A irmã e o cunhado de Iuri, Helen e Oleksander, acompanhavam sua mãe em luto. Contam que ele trabalhava com sistemas de aquecimento e se voluntariou no segundo dia de guerra. Morreu poucas semanas depois, vítima de um foguete que atingiu o acampamento de soldados onde repousava.
Eles suspeitam de traição: havia infiltrados pró-Rússia no destacamento, segundo Oleksander, que teriam divulgado a localização dos militares ao inimigo e os tornado alvos fáceis. Vale lembrar que uma fração minoritária dos ucranianos é favorável à anexação pela Rússia, principalmente uma parcela mais velha, saudosa da estabilidade da União Soviética.
O cemitério fica a meia hora de carro do centro de Odessa, uma cidade ainda cosmopolita que, se é menos habitada hoje —estima-se que cerca de 10% da população tenha fugido desde que o conflito se agravou—, ainda vê a vida normal acontecer.

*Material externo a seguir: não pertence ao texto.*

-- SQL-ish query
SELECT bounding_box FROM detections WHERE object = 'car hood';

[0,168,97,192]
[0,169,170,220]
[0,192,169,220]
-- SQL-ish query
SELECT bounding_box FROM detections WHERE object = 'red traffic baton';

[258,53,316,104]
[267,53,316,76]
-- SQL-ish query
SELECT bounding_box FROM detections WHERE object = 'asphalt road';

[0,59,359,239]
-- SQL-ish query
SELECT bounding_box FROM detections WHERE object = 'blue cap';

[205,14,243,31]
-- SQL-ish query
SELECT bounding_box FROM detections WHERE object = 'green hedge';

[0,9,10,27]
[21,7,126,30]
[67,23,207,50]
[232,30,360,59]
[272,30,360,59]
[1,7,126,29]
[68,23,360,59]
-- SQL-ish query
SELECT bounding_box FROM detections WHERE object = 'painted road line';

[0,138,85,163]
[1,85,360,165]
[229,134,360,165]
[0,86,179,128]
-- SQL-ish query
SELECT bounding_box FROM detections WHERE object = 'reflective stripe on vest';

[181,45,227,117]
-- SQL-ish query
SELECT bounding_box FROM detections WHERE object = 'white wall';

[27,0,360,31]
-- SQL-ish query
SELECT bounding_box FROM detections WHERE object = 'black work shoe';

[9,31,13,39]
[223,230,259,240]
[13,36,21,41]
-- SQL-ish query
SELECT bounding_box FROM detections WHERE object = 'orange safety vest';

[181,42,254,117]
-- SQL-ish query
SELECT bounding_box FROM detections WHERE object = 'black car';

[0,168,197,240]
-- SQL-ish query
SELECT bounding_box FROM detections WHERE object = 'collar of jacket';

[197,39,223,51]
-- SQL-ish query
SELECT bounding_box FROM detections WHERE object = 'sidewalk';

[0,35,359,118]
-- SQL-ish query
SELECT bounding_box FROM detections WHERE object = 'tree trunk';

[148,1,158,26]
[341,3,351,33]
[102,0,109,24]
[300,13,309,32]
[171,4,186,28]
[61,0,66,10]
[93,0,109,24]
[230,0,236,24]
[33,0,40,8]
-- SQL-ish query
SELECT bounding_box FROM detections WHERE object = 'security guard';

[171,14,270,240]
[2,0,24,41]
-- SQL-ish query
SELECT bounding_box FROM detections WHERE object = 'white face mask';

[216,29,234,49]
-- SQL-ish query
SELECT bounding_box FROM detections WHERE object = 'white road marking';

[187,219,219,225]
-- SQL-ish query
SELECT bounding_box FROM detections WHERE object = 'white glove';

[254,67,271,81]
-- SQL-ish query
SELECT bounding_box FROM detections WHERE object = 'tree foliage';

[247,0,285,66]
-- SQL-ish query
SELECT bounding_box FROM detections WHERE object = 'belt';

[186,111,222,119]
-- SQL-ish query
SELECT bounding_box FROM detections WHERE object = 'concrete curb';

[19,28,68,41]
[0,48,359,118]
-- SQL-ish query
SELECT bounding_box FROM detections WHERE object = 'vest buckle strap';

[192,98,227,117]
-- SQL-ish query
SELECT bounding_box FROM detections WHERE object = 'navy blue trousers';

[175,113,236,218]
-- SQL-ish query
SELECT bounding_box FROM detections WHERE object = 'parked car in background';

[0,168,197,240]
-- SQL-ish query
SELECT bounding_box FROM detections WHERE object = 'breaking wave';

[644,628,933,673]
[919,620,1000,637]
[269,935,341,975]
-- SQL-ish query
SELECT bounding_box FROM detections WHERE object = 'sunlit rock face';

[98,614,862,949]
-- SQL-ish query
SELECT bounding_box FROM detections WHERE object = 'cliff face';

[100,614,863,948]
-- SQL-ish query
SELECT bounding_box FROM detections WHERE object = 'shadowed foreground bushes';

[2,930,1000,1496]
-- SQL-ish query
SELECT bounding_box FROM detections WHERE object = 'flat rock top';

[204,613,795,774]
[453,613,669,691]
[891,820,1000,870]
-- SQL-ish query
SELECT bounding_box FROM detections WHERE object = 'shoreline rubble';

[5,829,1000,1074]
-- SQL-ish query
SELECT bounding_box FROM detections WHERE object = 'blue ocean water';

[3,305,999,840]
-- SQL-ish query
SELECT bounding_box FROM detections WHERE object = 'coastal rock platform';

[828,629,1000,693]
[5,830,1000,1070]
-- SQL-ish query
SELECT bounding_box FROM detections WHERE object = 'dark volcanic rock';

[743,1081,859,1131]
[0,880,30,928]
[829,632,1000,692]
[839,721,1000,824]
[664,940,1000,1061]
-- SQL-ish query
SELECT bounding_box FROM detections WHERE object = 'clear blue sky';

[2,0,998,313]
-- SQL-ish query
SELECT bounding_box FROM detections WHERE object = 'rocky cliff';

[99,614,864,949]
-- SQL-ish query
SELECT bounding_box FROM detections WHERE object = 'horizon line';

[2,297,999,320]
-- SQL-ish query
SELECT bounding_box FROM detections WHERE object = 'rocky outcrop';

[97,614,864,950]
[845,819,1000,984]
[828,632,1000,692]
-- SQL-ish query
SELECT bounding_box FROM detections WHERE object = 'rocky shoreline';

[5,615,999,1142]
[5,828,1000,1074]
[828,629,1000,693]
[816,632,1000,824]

No sábado, na praça que fica entre a Ópera de Odessa e um monumento ao poeta Alexandre Púchkin (1799-1837), havia gente tomando sorvete, namorados em chamego, grupos de adolescentes se filmando em coreografias turbinadas para o TikTok. Um fim de semana comum, não fosse o alarme no fim daquela tarde anunciando o risco de ataque aéreo.

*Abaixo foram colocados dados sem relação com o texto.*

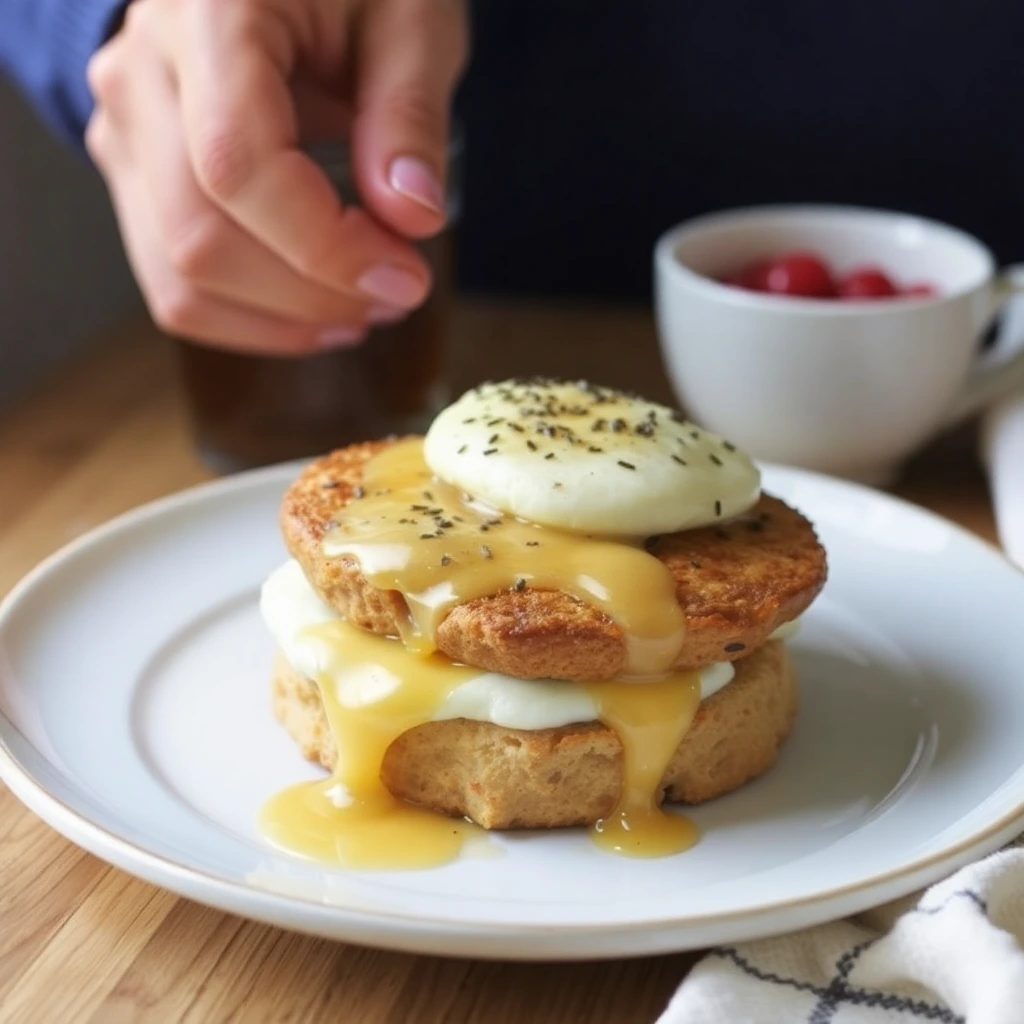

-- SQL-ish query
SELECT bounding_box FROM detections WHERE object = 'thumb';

[351,0,468,239]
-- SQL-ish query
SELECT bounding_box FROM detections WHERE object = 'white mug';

[654,205,1024,483]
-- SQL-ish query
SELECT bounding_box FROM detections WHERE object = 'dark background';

[455,0,1022,298]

Dentro da ópera, uma apresentação do balé “Dom Quixote” foi interrompida no seu primeiro terço, e o público foi direcionado ao abrigo no piso subterrâneo, onde cabem até 2.000 pessoas, segundo a organização do teatro.
Mulheres mais velhas, apelidadas costumeiramente de “babushkas”, compunham boa parte da plateia de cerca de 300 visitantes; delas se ouviam muitos “tsc” contrariados, reclamando do inconveniente de ter que descer vários lances de escada, muito provavelmente para nada. O alerta vermelho durou cerca de meia hora e, de fato, nenhum bombardeio aconteceu na cidade.
É um sentimento bem expresso por Iefrosinia, aposentada de 77 anos que, apesar de já ter visto foguetes da janela do próprio apartamento, afirma não sair mais de casa para o abrigo em todo episódio de alerta.
“Hoje eu acompanho pela TV e, se tem uma faixa vermelha dizendo que o perigo é urgente, aí eu corro. Mas antes meus filhos puseram um alerta no meu telefone que tocava tão alto que eu tomava um susto. Aí decidi não ver mais.”
O alarme, afinal, é uma precaução para proteger civis, medida plenamente compreensível no papel. No entanto, quando se entra no terceiro ano de uma guerra que não tem horizonte de se resolver, sofrimento e cansaço viram companheiros.